In article <364AEE61.749AE...@rug.ac.be>, Ike.Castel...@rug.ac.be says...

##### Quote

>You can use the odd-command in pascal.

>var

> cointer, sum, number : integer;

>begin

> sum := 0;

> read (number);

> for cointer := 1 to number do

> begin

> if odd(cointer) do

> sum := sum + cointer;

> end;

>write (sum);

>end;

You are absolutely correct.

But there is an alternative solution which is much faster when N is large.

Suppose there is a second problem which ask the sum of 1 to 100.

Instead of using a loop to sum that one by one, we can simply use

symmetry

1 2 3 ........ 98 99 100

There are 50 pairs of {[100 + 1], [99 + 2], [98 + 3], ...}.

So the answer will be 101*50=5050.

Return back to the original problem (i.e. sum odd from 1 to N).
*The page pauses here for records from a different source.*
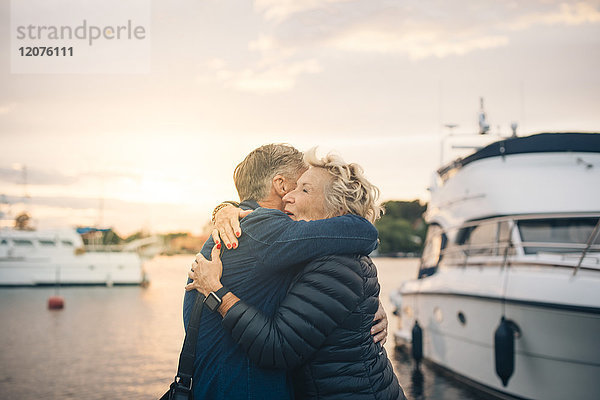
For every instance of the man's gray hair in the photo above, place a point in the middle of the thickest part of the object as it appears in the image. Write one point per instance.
(254, 175)
(349, 192)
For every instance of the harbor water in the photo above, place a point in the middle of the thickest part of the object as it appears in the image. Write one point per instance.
(124, 342)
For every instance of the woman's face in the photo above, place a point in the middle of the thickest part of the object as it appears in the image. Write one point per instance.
(307, 201)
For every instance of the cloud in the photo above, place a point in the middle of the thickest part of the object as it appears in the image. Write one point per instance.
(7, 108)
(298, 35)
(418, 29)
(416, 44)
(279, 10)
(564, 14)
(35, 176)
(275, 70)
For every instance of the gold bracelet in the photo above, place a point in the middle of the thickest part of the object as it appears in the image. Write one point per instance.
(219, 208)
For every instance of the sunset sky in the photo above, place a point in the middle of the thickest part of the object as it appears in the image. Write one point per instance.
(373, 80)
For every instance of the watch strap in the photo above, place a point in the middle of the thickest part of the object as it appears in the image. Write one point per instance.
(222, 292)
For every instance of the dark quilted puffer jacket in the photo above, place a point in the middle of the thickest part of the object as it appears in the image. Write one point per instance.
(321, 331)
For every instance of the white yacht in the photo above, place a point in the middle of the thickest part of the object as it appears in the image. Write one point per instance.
(47, 257)
(508, 292)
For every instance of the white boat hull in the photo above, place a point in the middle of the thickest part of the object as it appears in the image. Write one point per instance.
(85, 269)
(557, 355)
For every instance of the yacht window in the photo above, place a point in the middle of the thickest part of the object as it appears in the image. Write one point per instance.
(434, 244)
(23, 242)
(480, 239)
(558, 233)
(504, 239)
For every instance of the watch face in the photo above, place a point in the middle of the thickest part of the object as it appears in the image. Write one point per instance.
(212, 301)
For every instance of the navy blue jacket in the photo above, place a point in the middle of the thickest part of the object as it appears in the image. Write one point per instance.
(322, 331)
(271, 250)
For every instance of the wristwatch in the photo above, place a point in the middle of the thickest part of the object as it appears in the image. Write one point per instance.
(214, 299)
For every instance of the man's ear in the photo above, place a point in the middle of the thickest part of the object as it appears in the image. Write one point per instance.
(279, 184)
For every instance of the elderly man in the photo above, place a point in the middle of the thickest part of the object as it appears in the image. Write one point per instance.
(271, 251)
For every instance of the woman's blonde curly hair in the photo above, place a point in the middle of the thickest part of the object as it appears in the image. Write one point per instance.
(349, 192)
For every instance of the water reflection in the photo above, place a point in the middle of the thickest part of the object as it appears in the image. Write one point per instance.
(425, 382)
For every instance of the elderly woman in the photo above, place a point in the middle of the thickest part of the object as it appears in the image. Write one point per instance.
(321, 331)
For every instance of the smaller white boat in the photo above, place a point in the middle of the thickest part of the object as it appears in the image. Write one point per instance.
(49, 257)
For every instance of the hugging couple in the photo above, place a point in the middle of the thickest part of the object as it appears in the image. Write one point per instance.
(294, 309)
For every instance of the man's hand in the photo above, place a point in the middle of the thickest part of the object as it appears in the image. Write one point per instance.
(206, 275)
(227, 226)
(379, 329)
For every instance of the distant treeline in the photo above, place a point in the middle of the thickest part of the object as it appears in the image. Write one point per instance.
(402, 228)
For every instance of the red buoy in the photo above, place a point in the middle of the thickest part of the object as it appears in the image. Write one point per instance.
(56, 303)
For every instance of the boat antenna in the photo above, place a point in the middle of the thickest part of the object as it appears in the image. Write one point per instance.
(484, 126)
(513, 127)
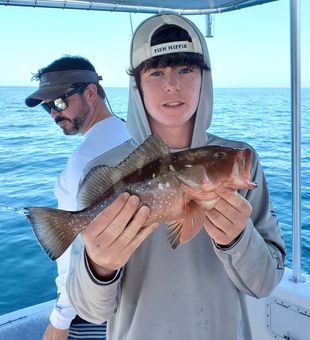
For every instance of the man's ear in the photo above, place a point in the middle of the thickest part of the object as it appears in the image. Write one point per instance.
(91, 91)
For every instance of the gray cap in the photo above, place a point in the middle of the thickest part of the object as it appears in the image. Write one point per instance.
(141, 48)
(57, 83)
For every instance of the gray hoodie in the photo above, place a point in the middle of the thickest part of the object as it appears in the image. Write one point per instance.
(198, 290)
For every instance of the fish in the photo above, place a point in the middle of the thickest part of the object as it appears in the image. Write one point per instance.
(177, 186)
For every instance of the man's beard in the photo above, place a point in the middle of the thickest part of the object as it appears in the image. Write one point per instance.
(77, 123)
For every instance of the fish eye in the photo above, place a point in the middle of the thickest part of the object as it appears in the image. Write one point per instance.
(220, 154)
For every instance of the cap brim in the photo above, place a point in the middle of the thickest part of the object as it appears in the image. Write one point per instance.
(43, 93)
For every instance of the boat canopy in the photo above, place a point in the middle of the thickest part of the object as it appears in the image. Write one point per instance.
(145, 6)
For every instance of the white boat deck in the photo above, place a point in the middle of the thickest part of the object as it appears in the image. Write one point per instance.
(285, 314)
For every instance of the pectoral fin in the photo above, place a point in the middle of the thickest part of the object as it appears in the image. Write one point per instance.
(182, 231)
(200, 195)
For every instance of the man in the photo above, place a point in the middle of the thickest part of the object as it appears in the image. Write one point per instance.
(70, 92)
(127, 273)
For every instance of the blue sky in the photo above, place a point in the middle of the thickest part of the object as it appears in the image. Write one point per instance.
(250, 47)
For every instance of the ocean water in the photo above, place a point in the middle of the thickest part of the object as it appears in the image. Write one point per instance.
(33, 151)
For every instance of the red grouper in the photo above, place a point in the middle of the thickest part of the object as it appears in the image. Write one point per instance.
(178, 187)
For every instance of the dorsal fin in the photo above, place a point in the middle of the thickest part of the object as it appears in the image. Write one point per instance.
(101, 178)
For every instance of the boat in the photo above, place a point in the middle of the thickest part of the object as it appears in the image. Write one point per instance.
(285, 313)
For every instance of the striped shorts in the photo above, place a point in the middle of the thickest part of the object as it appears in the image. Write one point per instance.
(81, 329)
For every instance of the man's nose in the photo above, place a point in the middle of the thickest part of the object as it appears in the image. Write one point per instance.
(173, 82)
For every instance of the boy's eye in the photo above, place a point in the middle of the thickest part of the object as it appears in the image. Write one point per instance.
(186, 70)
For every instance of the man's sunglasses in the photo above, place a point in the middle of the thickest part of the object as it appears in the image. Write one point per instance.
(60, 104)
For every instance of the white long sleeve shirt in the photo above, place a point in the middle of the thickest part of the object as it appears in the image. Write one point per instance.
(102, 137)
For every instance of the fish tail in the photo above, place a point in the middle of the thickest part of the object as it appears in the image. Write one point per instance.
(52, 229)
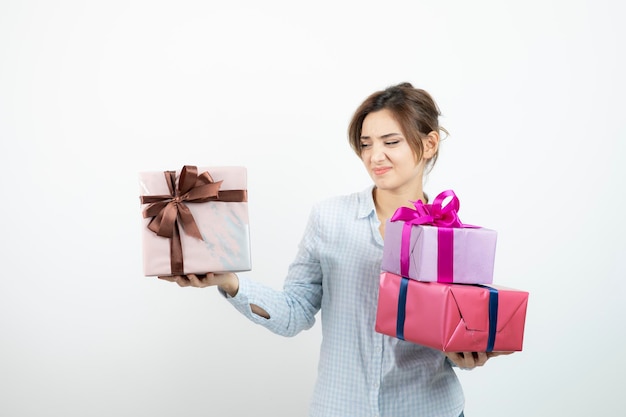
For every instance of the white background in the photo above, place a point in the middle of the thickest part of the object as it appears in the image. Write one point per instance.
(93, 92)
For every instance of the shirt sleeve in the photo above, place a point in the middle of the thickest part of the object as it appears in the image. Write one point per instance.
(294, 308)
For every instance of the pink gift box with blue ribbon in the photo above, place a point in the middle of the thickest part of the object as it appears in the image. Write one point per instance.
(451, 317)
(430, 243)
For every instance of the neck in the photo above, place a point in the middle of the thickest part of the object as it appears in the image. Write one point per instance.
(387, 202)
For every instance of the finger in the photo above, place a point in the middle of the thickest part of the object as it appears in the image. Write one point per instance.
(456, 357)
(199, 281)
(480, 358)
(182, 281)
(169, 278)
(494, 354)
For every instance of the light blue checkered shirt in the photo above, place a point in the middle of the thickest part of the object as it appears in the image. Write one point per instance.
(360, 372)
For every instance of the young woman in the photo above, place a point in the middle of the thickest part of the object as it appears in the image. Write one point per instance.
(396, 134)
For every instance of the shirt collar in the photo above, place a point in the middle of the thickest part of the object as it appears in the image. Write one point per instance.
(366, 202)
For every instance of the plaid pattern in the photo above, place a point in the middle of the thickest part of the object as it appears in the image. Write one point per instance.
(361, 372)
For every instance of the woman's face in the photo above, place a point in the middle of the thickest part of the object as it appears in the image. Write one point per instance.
(387, 156)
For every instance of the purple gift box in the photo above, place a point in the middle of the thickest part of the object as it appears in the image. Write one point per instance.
(431, 244)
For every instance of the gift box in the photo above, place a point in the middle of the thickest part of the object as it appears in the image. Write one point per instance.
(430, 243)
(195, 220)
(451, 317)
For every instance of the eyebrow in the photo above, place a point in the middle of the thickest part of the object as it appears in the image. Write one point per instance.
(388, 135)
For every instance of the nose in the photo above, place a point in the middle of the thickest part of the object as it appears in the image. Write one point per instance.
(378, 153)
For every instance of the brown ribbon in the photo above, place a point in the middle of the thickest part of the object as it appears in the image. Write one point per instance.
(169, 211)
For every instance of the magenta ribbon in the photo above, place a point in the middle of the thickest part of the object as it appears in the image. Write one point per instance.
(445, 218)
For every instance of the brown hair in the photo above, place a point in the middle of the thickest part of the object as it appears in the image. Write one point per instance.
(414, 109)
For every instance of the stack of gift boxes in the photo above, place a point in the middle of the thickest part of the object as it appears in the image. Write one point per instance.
(436, 285)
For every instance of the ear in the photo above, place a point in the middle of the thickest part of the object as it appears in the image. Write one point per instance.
(431, 144)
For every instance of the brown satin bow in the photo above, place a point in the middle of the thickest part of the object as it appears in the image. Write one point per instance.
(168, 211)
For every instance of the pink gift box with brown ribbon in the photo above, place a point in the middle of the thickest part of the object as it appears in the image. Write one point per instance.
(195, 220)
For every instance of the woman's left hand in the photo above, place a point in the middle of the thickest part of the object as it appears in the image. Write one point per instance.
(470, 360)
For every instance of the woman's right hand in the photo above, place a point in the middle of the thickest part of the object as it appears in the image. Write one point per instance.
(228, 281)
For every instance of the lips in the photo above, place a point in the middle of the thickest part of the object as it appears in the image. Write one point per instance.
(380, 171)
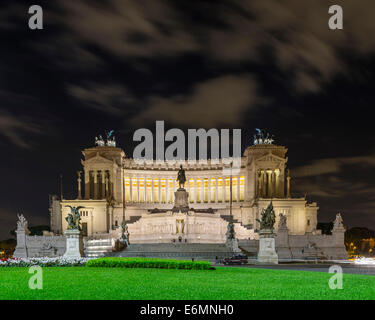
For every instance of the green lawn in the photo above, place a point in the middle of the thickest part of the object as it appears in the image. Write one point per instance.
(222, 283)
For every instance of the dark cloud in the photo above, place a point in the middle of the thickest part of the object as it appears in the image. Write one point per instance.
(110, 98)
(221, 101)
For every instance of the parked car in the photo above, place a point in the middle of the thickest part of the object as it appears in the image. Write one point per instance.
(237, 259)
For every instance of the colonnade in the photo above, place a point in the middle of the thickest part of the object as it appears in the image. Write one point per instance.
(98, 184)
(201, 190)
(270, 183)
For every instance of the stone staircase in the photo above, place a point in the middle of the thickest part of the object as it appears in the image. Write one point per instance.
(185, 251)
(133, 219)
(98, 247)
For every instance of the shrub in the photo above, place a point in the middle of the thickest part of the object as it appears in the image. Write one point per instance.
(43, 262)
(148, 263)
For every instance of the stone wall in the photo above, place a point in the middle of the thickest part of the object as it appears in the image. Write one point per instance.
(311, 245)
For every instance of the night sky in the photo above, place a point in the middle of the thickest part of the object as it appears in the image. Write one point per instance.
(122, 64)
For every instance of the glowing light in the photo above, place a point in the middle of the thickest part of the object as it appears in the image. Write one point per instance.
(364, 260)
Here is an alternative solution using similar symmetry trick, as below.

Function sum_odd_by_symmetry ( N : integer) : integer;

var

tmp, M, sum : integer;

begin

if odd(N) then

begin

tmp := (N + 1) div 2; { N + 1 equals sum of such a pair}

{ Divide it by 2 to count only half of odd & even}

sum := tmp * tmp; { tmp also equal the number of such pairs}

end

else

begin

M := N - 1; {if N is even, count it down by 1 to get the odd}

tmp := N div 2; { N equals sum of such a pair}

{ Divide it by 2 to count only half of odd & even}

sum := tmp * tmp; { tmp also equal the number of such pairs}

end;

sum_odd_by_symmetry := sum;

end;

Check with both approaches, they both return the same answer :)

You can even do it by hand without a computer if you understand the trick.